Pulau Tabuhan merupakan pulau kecil
dengan hamparan pasir putihnya dan keindahan terumbu karang di
sekitarnya yang masuk Kecamatan Wongsorejo, Banyuwangi. Hanya diperlukan
waktu 20 menit untuk menuju ke pulau itu dengan menggunakan perahu
motor. Pulau Tabuhan dikenal memiliki angin yang cocok untuk digelar
selancar layang dan selancar angin.
Bahkan,
angin di Pulau Tabuhan, kata Anas, memiliki karakteristik yang tidak
dimiliki di tempat lainnya. Selain itu, Pulau Tabuhan menyimpan pesona
yang indah. Pasir putih yang halus, air laut yang jernih dan biota laut
yang menawan yang terlihat dari permukaan karena airnya jernih. Tak
heran, banyak wisatawan yang pergi ke pulau itu untuk melakukan
snorkeling dan menyelam.
Anas menambahkan,
selain sebagai ajang promosi wisata, ajang tersebut juga menjadi
instrumen daerah untuk menggerakkan perekonomian warga.
"Kalau
Pulau Tabuhan menjadi destinasi selancar layang dunia, geliat
perekonomian akan ikut terdongkrak karena pasar selancar layang kini
terus tumbuh pesat. Masyarakat bisa melakukan kegiatan ekonomi
produktif, seperti produksi suvenir, kuliner, jasa travel, dan jasa
penunjang lainnya," tuturnya.
Kepala Dinas
Pemuda dan Olahraga Pemkab Banyuwangi Wawan Yadmadi mengatakan
International Kite and Wind Surfing Competition ini merupakan kali kedua
digelar di Banyuwangi. Ajang ini melombakan kategori racing (maraton),
trapezoid, speed trial, dan freestyle and bigjump exhibition.

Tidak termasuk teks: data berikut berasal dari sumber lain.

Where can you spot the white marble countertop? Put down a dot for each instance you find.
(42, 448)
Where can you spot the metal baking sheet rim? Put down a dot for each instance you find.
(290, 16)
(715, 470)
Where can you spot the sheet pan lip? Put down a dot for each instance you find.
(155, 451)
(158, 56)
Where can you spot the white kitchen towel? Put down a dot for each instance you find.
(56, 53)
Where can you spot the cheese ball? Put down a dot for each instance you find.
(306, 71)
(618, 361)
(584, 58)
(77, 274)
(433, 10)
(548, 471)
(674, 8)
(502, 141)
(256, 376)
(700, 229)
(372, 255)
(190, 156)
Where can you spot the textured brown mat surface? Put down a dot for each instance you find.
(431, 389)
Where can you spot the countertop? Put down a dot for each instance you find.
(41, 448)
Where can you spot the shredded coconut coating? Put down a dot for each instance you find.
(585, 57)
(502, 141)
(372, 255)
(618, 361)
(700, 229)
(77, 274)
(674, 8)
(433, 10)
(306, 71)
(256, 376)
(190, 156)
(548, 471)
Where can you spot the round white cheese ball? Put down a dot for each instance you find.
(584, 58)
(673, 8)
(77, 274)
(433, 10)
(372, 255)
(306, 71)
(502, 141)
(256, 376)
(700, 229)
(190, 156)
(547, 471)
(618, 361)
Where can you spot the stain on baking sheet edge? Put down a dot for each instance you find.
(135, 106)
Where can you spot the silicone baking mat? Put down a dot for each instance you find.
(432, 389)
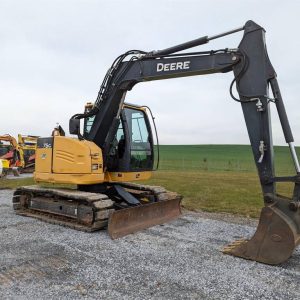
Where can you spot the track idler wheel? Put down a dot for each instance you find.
(274, 240)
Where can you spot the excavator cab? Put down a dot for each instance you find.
(132, 148)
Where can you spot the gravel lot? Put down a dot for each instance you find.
(179, 260)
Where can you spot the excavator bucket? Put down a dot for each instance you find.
(275, 239)
(129, 220)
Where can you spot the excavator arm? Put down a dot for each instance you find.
(278, 232)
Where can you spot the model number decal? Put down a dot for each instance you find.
(181, 65)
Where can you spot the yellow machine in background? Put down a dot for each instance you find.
(18, 156)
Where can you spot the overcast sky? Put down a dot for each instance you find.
(54, 55)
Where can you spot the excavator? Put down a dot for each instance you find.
(115, 147)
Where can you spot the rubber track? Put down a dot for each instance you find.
(99, 203)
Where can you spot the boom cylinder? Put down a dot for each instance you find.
(193, 43)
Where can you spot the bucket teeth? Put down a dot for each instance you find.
(228, 248)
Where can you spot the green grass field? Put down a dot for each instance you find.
(214, 178)
(218, 178)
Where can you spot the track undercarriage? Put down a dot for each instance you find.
(89, 211)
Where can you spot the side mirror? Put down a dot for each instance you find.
(74, 126)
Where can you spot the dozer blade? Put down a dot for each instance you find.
(129, 220)
(273, 242)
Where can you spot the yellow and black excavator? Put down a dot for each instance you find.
(116, 146)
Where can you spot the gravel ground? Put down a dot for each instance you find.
(23, 175)
(179, 260)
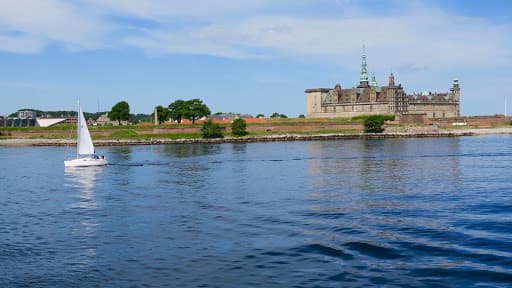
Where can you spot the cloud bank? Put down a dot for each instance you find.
(416, 34)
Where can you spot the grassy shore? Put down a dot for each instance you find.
(271, 130)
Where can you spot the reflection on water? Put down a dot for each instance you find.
(190, 150)
(353, 213)
(84, 178)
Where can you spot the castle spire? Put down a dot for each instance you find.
(364, 73)
(374, 83)
(391, 80)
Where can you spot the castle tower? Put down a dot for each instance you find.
(373, 83)
(391, 80)
(455, 90)
(363, 79)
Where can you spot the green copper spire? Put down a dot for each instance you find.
(373, 83)
(364, 72)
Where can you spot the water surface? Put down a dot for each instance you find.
(352, 213)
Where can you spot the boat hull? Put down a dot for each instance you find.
(85, 162)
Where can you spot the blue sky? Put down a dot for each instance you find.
(246, 56)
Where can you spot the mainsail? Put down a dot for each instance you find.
(84, 141)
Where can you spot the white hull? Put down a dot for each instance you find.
(85, 162)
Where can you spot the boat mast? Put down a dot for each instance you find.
(78, 112)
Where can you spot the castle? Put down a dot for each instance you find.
(370, 98)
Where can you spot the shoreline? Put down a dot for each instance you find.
(253, 139)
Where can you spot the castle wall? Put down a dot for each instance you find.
(314, 99)
(435, 109)
(350, 110)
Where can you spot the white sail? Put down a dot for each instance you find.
(84, 141)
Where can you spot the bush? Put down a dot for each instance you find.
(373, 124)
(239, 127)
(211, 130)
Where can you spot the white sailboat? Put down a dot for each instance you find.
(85, 154)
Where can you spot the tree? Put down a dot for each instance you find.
(162, 114)
(195, 109)
(211, 130)
(120, 112)
(177, 110)
(373, 124)
(239, 127)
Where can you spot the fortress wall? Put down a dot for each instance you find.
(435, 110)
(351, 110)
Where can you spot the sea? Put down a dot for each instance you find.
(416, 212)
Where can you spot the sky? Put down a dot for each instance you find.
(247, 56)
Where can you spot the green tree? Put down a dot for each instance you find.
(211, 130)
(177, 110)
(195, 109)
(373, 124)
(162, 114)
(120, 112)
(239, 127)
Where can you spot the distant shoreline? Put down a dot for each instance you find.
(252, 139)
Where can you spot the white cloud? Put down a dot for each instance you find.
(42, 22)
(416, 35)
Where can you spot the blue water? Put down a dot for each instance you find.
(353, 213)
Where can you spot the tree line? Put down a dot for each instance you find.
(177, 111)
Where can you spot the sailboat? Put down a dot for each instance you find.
(85, 154)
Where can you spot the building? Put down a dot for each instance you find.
(25, 114)
(370, 98)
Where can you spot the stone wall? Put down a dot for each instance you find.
(435, 109)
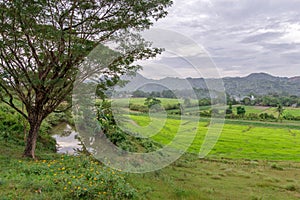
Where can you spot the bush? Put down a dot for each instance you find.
(66, 177)
(139, 108)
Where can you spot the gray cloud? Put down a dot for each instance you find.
(242, 36)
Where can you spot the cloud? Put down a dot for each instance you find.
(241, 36)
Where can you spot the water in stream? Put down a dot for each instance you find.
(66, 138)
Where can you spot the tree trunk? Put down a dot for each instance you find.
(31, 139)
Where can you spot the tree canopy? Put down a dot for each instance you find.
(42, 43)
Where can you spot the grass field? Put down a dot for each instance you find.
(191, 178)
(251, 160)
(249, 109)
(238, 141)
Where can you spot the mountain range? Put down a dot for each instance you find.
(256, 83)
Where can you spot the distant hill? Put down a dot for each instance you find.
(257, 83)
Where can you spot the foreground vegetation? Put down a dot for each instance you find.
(56, 176)
(193, 178)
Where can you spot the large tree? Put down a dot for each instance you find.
(42, 43)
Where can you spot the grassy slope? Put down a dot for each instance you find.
(222, 179)
(55, 176)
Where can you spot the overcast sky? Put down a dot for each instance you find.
(241, 36)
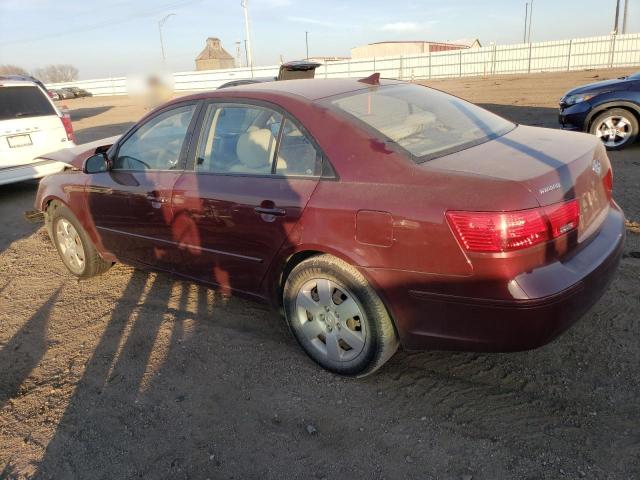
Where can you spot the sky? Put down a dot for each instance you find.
(116, 38)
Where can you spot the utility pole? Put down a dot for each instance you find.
(306, 41)
(247, 29)
(530, 17)
(238, 55)
(624, 16)
(160, 24)
(526, 15)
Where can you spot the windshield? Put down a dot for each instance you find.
(426, 123)
(19, 102)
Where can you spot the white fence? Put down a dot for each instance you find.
(575, 54)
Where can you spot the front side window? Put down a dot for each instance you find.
(424, 122)
(238, 139)
(157, 144)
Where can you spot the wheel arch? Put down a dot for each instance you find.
(633, 108)
(293, 258)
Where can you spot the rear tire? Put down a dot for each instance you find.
(617, 128)
(337, 317)
(77, 251)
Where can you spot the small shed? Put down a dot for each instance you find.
(214, 57)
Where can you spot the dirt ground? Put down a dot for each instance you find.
(140, 375)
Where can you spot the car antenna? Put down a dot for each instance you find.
(373, 79)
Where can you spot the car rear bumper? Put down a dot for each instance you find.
(437, 320)
(29, 171)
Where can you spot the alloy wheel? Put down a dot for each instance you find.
(330, 320)
(614, 131)
(70, 244)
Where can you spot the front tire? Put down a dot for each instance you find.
(76, 249)
(337, 317)
(617, 128)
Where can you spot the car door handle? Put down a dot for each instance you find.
(278, 212)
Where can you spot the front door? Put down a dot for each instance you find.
(254, 173)
(131, 204)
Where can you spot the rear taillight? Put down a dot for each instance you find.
(68, 128)
(608, 183)
(509, 231)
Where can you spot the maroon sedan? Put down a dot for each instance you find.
(375, 213)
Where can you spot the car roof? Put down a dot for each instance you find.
(310, 89)
(16, 83)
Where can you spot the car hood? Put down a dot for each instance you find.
(76, 156)
(602, 86)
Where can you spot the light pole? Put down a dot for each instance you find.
(160, 24)
(530, 17)
(247, 29)
(526, 15)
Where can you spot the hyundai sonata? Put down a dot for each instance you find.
(375, 213)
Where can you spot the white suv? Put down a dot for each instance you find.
(30, 126)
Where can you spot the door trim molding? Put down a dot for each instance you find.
(186, 245)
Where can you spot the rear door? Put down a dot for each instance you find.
(29, 125)
(255, 170)
(131, 204)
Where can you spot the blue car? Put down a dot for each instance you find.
(608, 109)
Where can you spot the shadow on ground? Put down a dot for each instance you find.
(15, 199)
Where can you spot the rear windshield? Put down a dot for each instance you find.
(20, 102)
(424, 122)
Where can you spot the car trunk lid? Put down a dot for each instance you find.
(24, 139)
(554, 166)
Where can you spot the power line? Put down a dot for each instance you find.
(104, 23)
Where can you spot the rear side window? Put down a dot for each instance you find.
(20, 102)
(424, 122)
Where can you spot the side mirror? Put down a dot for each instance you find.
(97, 163)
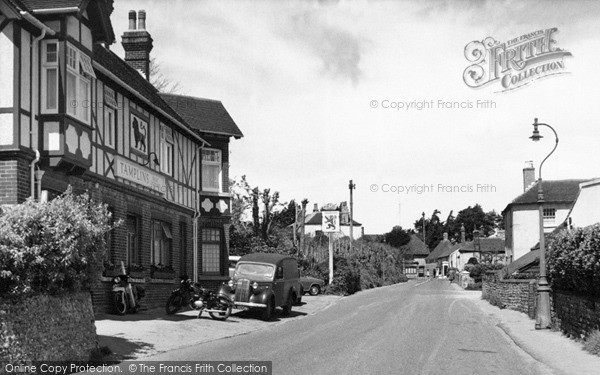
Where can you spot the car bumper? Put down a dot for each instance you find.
(250, 304)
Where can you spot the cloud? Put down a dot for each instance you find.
(337, 48)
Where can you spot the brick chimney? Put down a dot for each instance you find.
(137, 43)
(528, 175)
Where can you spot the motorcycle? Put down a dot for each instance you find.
(185, 295)
(218, 306)
(126, 297)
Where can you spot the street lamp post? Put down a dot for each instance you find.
(542, 320)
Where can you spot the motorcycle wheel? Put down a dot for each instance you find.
(223, 305)
(120, 303)
(173, 304)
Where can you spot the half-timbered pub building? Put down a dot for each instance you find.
(73, 113)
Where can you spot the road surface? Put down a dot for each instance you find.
(411, 328)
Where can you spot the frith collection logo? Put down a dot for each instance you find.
(515, 63)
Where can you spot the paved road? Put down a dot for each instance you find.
(414, 328)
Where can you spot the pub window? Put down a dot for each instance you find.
(79, 73)
(211, 169)
(109, 238)
(549, 216)
(161, 244)
(133, 248)
(211, 250)
(50, 77)
(110, 117)
(166, 150)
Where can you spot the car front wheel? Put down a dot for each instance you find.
(287, 308)
(314, 290)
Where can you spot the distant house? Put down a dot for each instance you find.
(583, 213)
(437, 263)
(415, 253)
(490, 248)
(313, 221)
(521, 215)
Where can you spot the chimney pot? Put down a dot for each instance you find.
(132, 17)
(528, 175)
(142, 20)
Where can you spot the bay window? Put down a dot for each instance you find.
(79, 73)
(166, 150)
(50, 77)
(211, 250)
(211, 169)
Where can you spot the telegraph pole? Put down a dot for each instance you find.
(351, 186)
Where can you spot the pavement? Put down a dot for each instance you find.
(149, 332)
(552, 348)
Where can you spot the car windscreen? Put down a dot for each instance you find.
(258, 272)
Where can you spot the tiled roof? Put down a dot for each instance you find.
(133, 78)
(528, 262)
(316, 218)
(488, 245)
(555, 191)
(439, 250)
(204, 115)
(415, 246)
(33, 5)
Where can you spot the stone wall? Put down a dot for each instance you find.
(47, 328)
(575, 315)
(514, 294)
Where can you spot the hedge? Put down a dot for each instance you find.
(573, 260)
(52, 247)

"Kami bersinergi dengan Banyuwangi Bangsring Breeze, Bali Kite Surfing School, dan Dragoon Yacht," kata Wawan.
Race
Organizer Kite and Wind Surfing Competition Iwan Syahlani mengatakan,
Pulau Tabuhan sangat cocok untuk bermain selancar layang dan angin
karena lautnya tanpa ombak besar.
"Posisinya
juga tepat pada jalur arus angin terkencang. Angin keras selalu ada
setiap saat dengan kecepatan 25 knot, tidak usah menunggu datangnya
angin seperti di Bali," ujarnya.
Selancar
layang adalah olahraga air yang mengombinasikan selancar angin,
selancar, paralayang, bahkan senam. Para atlet di papan selancar
dihubungkan dengan layang-layang paralayang. Para peselancar
memanfaatkan angin untuk menaklukkan air dan melayang-layang di udara,
lalu melandai kembali berselancar di atas air dengan gerakan-gerakan
akrobatik.
Adapun selancar angin adalah olahraga dengan memanfaatkan tenaga angin untuk meluncur membelah air.